The issue came up before the courts in 2004 when an NGO, Jan Chaukidar, and some others moved a public interest litigation (PIL) in Patna High Court pleading that those who have criminal antecedents or are in jail be barred from voting. In May that year, the high court ruled in the petitioners’ favour.
But the Election Commission moved the apex court, arguing the order could not be implemented as the election process for the 2004 Lok Sabha polls had already begun. The Supreme Court granted a stay and since then, the issue had awaited a resolution.
Eventually, the bench of Justices A.K. Patnaik and S.J. Mukhopadhaya, who passed yesterday’s order, clubbed the matter with two other PILs they were hearing. Yesterday, they upheld the high court verdict.
A two-judge bench of Patna High Court, comprising its then Chief Justice R.S. Dhawan and Justice Sashank Singh, had suspended the voting rights of anyone who was in jail.
“The name is not struck off (the electoral rolls), but the qualification to be an elector and the privilege to vote when in the lawful custody of the police is taken away,” it said.
Patna High Court lawyer Basant Kumar Choudhary, who was the convener of Jan Chaukidar in 2004, spoke sympathetically of the poll panel’s then decision.

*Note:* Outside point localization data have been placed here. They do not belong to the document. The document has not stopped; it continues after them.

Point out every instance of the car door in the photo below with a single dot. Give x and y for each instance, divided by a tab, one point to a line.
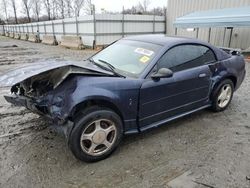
186	90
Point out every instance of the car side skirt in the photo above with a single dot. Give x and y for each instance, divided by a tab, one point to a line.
157	124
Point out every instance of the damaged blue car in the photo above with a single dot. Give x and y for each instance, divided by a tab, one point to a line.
135	84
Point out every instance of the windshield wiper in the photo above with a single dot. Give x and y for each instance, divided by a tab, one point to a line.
110	68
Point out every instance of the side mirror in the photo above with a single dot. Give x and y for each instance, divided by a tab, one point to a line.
162	73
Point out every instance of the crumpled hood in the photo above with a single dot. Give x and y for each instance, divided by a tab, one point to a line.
67	67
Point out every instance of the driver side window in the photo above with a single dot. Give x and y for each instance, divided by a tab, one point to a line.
186	56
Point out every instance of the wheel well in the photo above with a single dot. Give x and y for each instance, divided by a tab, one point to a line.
101	103
233	78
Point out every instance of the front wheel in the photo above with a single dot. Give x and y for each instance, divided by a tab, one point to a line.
222	95
96	134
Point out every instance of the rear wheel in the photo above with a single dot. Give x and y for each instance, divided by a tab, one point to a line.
222	95
96	134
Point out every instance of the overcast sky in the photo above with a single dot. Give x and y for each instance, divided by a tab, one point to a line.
108	5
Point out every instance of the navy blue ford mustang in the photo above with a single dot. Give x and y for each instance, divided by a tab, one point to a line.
135	84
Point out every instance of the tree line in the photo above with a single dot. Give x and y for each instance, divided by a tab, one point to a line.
43	10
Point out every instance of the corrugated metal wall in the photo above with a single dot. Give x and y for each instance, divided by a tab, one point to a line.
178	8
103	28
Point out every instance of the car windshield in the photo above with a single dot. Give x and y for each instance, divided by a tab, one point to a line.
127	57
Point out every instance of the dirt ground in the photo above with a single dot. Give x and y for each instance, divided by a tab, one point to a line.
201	150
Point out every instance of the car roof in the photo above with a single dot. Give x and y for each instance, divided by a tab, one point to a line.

“The Election Commission did not want to appeal against the verdict but the election process for the 2004 Lok Sabha polls had started,” he said. “If the order was to be implemented, the whole election process would have been disturbed.”
Section 4 of the 1951 Act says that to qualify as MP, a person must be an “elector” at any parliamentary constituency. Section 5 lays down a corresponding rule for MLAs.